291 Mass. 227 | Mass. | 1935

Qua, J.

The plaintiff, an elderly woman with defective eyesight, while crossing Beacon Street in Boston, was struck and injured by an automobile, driven by the defendant, in the late afternoon of October 20, 1932. It was dark, misty and rainy. There was evidence that the street was about seventy-five feet wide; that construction work was going on, and the surface was very rough; that the defendant was driving at a speed variously estimated at from fifteen to twenty-five miles an hour and was “swaying” or “swinging all ways” to avoid the holes; that the accident happened at about the middle of the street; that the defendant *228did not see the plaintiff until she was three or four feet in front of his right mudguard; and that she "did not quite get by” and was struck by the left mudguard.

The plaintiff testified that she waited at the corner for some automobiles to pass and then stepped off the curb, and when she got by some parked automobiles where she could see, she looked to her left, the direction from which the defendant came, and saw the lights of automobiles which were "stopped” at Audubon Road about three hundred thirty feet away when she last saw them. Then she started to cross.
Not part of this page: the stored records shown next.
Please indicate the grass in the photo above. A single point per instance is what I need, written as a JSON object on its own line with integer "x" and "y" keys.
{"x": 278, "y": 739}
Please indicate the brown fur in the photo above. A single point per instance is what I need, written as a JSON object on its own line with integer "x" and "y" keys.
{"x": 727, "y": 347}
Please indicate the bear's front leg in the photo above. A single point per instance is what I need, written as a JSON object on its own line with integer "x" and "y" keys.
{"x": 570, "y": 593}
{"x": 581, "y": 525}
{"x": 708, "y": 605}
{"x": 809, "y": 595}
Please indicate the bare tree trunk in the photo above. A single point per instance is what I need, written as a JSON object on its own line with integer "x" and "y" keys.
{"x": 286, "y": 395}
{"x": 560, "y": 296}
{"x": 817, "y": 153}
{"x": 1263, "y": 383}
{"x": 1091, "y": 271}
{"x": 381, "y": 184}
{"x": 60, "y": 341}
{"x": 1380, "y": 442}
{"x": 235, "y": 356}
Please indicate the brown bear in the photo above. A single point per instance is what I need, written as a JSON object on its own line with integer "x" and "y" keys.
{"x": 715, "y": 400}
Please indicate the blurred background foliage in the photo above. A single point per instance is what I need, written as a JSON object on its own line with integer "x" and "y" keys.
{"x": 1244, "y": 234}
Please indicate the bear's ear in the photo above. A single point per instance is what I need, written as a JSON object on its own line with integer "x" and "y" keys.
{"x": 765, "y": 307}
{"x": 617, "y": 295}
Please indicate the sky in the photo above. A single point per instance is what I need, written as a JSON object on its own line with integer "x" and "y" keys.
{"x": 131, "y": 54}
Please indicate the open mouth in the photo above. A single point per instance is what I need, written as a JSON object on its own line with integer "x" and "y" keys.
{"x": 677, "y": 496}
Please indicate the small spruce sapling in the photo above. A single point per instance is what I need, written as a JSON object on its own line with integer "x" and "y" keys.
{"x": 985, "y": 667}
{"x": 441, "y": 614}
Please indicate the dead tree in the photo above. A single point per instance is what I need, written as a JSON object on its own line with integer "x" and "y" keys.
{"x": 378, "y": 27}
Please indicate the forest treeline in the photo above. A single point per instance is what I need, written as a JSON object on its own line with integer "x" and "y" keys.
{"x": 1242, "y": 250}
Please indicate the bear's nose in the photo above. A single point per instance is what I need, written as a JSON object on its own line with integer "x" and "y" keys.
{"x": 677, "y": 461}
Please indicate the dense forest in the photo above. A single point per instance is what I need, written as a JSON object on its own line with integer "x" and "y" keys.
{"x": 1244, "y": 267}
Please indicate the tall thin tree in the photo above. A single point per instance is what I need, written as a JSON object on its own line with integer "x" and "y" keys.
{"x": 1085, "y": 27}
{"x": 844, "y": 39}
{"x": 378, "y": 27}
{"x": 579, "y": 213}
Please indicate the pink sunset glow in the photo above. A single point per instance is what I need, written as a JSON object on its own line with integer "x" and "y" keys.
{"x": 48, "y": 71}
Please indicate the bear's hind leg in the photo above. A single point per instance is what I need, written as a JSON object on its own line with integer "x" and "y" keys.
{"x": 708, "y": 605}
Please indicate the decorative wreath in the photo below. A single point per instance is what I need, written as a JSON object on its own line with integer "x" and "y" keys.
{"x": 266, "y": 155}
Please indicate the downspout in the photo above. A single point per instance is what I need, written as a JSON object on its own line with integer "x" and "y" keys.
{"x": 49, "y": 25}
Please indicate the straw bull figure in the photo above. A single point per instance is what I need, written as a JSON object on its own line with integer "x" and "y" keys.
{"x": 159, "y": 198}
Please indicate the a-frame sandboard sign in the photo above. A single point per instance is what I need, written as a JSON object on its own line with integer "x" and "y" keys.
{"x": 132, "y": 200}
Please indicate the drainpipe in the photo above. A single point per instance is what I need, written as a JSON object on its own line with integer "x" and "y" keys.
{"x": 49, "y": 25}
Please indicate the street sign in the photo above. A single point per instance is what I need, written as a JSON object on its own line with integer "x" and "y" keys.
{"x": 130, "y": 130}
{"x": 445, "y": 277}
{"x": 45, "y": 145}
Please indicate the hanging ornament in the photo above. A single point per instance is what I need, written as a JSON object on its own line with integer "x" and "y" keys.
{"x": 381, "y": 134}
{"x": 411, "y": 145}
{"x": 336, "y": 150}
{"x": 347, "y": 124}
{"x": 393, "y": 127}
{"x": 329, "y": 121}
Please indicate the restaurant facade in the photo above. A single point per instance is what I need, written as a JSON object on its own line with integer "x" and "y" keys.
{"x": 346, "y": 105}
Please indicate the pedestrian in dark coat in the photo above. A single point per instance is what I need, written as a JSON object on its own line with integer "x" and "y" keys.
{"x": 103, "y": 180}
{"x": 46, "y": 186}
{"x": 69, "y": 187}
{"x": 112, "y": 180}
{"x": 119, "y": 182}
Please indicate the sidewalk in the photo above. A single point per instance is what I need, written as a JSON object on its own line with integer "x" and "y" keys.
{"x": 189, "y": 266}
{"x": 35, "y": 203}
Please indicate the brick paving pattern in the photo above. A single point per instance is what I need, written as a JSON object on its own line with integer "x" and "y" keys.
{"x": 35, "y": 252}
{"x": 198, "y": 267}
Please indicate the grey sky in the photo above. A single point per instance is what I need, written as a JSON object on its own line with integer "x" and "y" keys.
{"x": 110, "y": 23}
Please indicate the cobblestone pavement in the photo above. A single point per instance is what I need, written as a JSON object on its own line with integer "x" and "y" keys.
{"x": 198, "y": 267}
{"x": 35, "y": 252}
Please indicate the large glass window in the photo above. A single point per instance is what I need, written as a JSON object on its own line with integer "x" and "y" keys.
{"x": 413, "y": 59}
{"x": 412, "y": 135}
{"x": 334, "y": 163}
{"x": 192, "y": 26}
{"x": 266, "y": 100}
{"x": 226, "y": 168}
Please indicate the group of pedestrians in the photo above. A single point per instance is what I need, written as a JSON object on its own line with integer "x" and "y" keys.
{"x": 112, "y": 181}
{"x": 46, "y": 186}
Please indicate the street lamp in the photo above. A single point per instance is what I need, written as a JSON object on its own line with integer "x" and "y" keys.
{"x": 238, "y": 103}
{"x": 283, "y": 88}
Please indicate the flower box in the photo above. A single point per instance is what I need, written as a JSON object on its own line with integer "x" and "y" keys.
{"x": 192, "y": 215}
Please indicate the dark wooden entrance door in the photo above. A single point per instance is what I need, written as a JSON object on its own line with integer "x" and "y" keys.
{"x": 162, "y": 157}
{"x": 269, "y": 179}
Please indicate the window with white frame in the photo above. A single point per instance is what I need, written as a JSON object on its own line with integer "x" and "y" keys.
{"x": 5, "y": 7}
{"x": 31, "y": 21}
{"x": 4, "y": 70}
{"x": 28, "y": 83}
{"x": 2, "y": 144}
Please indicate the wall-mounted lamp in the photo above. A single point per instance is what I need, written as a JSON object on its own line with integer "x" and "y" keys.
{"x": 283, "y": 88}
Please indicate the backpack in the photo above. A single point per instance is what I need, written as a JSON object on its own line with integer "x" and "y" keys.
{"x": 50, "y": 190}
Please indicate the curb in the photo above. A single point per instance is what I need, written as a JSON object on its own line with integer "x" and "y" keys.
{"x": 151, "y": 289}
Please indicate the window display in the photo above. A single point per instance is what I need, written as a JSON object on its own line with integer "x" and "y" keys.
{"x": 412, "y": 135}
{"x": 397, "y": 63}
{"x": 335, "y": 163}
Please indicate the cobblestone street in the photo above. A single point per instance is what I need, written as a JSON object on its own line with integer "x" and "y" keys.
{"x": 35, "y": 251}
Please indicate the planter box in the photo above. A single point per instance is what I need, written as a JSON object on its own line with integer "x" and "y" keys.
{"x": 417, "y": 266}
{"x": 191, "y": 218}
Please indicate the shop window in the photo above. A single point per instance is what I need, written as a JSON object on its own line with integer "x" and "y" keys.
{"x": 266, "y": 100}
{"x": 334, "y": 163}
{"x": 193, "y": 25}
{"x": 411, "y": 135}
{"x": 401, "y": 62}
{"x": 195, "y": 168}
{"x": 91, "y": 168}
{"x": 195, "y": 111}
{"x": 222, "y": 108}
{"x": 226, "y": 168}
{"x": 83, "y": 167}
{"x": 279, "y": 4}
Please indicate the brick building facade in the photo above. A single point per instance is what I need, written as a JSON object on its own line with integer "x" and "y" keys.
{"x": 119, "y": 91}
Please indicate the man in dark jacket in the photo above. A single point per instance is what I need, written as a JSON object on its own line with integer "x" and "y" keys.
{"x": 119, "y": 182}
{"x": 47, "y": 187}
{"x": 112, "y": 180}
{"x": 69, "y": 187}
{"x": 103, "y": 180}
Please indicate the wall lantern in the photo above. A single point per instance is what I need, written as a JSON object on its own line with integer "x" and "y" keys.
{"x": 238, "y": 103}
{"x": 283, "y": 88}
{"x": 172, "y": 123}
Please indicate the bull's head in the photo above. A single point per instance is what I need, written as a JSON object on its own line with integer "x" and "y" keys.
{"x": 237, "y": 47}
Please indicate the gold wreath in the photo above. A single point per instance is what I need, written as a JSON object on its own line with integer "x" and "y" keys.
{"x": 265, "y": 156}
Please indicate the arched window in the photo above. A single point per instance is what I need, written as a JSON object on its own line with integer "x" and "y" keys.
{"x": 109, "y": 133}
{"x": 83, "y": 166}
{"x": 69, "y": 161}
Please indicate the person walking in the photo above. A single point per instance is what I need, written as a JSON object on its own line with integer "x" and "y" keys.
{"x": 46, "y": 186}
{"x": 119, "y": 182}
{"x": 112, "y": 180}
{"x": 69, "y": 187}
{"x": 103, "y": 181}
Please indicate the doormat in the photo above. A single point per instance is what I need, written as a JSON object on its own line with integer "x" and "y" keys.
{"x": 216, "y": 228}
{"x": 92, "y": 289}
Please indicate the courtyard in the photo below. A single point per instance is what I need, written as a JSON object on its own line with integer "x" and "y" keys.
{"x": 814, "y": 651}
When she was about at the middle of the street, she was hit "in the back of the left side.” Before crossing she saw no more automobiles coming from either direction.

Without stating the evidence in further detail, we find nothing which should differentiate this case from a great array of cases of pedestrians crossing streets in which the negligence of the defendant and the due care of the plaintiff have been held to be questions for the jury. Barrett v. Checker Taxi Co. 263 Mass. 252. Hutchinson v. H. E. Shaw Co. 273 Mass. 51. Arnold v. Colbert, 273 Mass. 161. Durling v. Lamontain, 277 Mass. 517. McGuiggan v. Atkinson, 278 Mass. 264. Noyes v. Whiting, 289 Mass. 270.

The judge could not have ruled that the plaintiff was negligent because she did not wear her glasses. There was no evidence that under the existing conditions she could have seen better with them or that not wearing them had anything to do with the accident.

The defendant’s eighth request for ruling was rightly denied. On cross-examination of the plaintiff the defendant had brought out the facts that after a previous accident in February, 1932, and before that at a hospital in 1931, the plaintiff had complained of an injury to or pain in her back. On cross-examination of the plaintiff’s physician the defendant had elicited evidence that if the plaintiff had a sacra-iliac strain in 1931, it might persist for a year and a half. This evidence of former injury, brought out by the defendant, had no place in the case unless the defendant intended the inference to be drawn that the effects *229of it were still present in some form at the time of the accident in October, 1932. There was ample evidence that the plaintiff’s back was strained or injured after the October accident and that it was worse than it had been immediately before that accident. The jury could find that “any strained condition of her back [which was] present” at the time of that accident was “accelerated or increased by reason of the accident.” There was no error in the instructions given on this same subject. The jury were told that the plaintiff could recover only such damages as she sustained from the injury for which the action was brought and that the burden of proof was upon her. Larson v. Boston Elevated Railway, 212 Mass. 262, 268.

Exceptions overruled.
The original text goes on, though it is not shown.